When Congress overhauled the Title I program last year in the "No Child Left Behind" Act, it included a provision somewhat like Florida's: if a Title I school fails for two straight years to make adequate progress toward its state's academic standards, the local school system must provide its pupils with "public school choice" and may use some of their federal dollars to pay for the transportation.
In the original Bush formulation, a student's choices would also have included private schools and public schools in other districts. But Congress instantly balked at "vouchers" and the White House quickly yielded. Then the education establishment pressed lawmakers to confine children's options to public schools within the same district. Hence Chicago children have no right to enroll in Winnetka's excellent schools nor Los Angeles youngsters in those of Beverly Hills nor Boston kids in those of neighboring Brookline. Their choices are limited to schools run by their present systems (and charter schools within district boundaries).
That does not create a lot of appealing options for kids in faltering systems that abound in failing schools and boast few good ones. But once the lobbyists were finished, that's as far as Congress would go. Except for one wrinkle that was barely noticed when the bill was signed in January: limited as it is, the school-choice provision applies right now-today, school year 2002-3-to more than 8000 Title I schools that have already lingered for two years or longer on their states' lists of education failures.

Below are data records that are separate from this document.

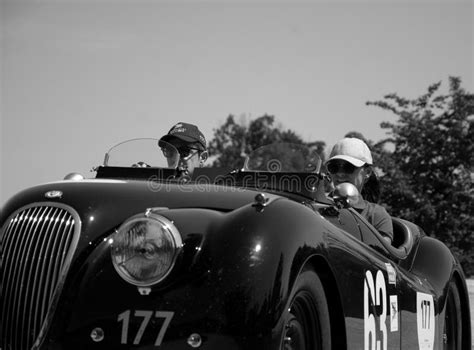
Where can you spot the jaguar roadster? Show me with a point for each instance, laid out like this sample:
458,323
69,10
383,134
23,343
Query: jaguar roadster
144,257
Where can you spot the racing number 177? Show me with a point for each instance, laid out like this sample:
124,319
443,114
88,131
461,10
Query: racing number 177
146,316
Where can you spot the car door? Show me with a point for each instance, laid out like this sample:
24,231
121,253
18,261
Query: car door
383,293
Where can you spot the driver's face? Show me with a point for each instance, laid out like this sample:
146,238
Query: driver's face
341,173
189,158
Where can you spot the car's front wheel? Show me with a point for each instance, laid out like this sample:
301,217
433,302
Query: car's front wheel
452,336
307,325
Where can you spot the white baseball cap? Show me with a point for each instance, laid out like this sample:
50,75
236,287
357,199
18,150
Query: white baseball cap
352,150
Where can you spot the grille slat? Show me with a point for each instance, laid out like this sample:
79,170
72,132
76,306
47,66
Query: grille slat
17,284
43,230
28,276
37,245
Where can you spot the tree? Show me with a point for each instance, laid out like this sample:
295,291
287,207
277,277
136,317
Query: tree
427,178
233,141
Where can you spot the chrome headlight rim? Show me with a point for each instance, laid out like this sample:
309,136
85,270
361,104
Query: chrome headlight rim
176,241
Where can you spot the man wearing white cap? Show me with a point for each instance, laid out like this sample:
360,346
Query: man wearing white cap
351,161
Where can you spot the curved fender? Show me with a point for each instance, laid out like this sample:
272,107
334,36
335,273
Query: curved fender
435,262
254,257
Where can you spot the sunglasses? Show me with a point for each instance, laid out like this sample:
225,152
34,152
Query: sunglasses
184,153
341,167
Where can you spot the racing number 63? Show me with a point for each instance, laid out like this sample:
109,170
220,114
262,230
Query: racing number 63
124,317
375,294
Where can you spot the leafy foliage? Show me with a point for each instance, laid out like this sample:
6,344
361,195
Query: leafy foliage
427,178
233,141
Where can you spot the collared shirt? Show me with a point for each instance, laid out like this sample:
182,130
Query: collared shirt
376,215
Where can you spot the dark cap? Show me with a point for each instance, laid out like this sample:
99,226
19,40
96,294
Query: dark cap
187,133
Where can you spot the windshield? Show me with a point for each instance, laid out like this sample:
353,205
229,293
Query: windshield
283,157
142,153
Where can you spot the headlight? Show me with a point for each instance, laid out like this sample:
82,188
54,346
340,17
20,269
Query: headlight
145,248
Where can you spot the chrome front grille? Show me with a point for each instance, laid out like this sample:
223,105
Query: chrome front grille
37,243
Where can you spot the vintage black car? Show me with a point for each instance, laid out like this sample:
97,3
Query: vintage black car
259,258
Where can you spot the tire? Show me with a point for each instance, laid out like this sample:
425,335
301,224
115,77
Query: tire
307,325
452,335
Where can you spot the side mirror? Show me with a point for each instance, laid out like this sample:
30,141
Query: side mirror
74,177
346,195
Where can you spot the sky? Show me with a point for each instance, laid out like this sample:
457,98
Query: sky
78,77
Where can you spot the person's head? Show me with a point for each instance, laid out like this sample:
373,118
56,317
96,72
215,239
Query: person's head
350,161
190,143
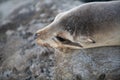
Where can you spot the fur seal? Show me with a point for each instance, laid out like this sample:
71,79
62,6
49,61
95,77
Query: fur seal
89,25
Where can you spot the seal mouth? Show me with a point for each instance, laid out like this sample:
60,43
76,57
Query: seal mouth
67,42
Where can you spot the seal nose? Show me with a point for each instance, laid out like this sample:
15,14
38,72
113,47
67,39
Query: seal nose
35,35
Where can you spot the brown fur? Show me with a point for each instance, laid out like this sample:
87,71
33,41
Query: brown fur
89,25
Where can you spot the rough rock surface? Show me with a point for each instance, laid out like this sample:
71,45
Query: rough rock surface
22,59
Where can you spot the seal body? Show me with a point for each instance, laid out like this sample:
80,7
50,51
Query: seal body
89,25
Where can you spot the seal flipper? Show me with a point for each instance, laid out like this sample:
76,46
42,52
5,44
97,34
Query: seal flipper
86,39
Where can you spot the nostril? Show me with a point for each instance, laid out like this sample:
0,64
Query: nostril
35,36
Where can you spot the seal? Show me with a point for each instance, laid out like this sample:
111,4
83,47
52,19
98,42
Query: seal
89,25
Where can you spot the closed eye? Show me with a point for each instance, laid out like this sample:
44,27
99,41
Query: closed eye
67,42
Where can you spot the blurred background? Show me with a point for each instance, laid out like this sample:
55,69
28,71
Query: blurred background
20,57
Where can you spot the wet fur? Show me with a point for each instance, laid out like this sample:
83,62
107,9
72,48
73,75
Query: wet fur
90,25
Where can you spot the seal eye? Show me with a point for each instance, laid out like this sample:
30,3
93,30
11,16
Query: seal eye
60,39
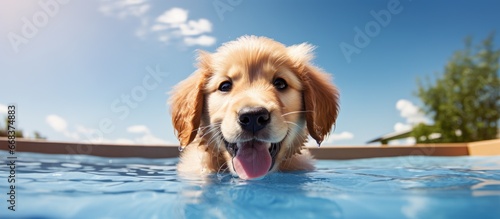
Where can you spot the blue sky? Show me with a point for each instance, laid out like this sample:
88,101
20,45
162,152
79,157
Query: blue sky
100,71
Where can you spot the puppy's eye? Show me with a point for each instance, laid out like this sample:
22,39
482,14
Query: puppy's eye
225,86
280,84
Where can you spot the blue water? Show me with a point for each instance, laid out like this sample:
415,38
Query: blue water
64,186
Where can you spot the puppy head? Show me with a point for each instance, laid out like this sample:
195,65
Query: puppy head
253,101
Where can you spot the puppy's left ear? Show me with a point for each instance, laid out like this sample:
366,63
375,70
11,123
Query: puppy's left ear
320,96
186,102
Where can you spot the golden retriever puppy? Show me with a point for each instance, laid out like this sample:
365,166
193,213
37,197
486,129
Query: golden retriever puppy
250,107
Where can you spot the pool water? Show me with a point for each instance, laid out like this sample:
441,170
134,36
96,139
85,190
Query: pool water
80,186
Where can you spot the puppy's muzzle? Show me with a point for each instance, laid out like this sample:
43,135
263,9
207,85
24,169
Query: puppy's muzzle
253,119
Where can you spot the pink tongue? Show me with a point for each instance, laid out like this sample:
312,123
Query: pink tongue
252,160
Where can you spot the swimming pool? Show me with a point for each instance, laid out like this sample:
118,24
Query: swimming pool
80,186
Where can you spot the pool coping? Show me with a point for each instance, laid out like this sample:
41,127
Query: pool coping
480,148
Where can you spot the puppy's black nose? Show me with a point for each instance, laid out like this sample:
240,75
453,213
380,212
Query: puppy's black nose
253,119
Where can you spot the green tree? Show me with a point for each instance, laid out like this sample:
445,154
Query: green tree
464,101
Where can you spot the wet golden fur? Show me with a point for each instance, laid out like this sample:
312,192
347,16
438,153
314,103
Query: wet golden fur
202,115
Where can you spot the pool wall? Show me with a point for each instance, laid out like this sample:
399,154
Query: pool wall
481,148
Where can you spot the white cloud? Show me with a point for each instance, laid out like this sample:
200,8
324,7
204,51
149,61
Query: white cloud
124,8
3,109
192,28
159,27
202,40
138,129
173,17
95,136
57,123
173,25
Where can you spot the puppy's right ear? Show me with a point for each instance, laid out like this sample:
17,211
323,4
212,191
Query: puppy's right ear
186,101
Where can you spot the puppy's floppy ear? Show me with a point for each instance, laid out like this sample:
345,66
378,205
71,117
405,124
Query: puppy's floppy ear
186,101
320,96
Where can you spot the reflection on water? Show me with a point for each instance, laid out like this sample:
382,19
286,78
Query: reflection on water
92,187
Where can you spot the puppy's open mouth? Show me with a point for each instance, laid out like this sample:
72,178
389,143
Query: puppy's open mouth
254,158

School districts across America were flabbergasted to learn this summer that they must immediately provide public-school options for those millions of youngsters.
How are they responding? A handful are behaving as they should. District of Columbia superintendent Paul Vance doesn't like this provision-he fears it will "drain" the abler students from the weaker schools in his troubled system-but is nonetheless seeking to clear a number of slots for youngsters transferring from the city's 15 worst-performing schools. "The law is the law," he told The Washington Post. "My job is to implement it."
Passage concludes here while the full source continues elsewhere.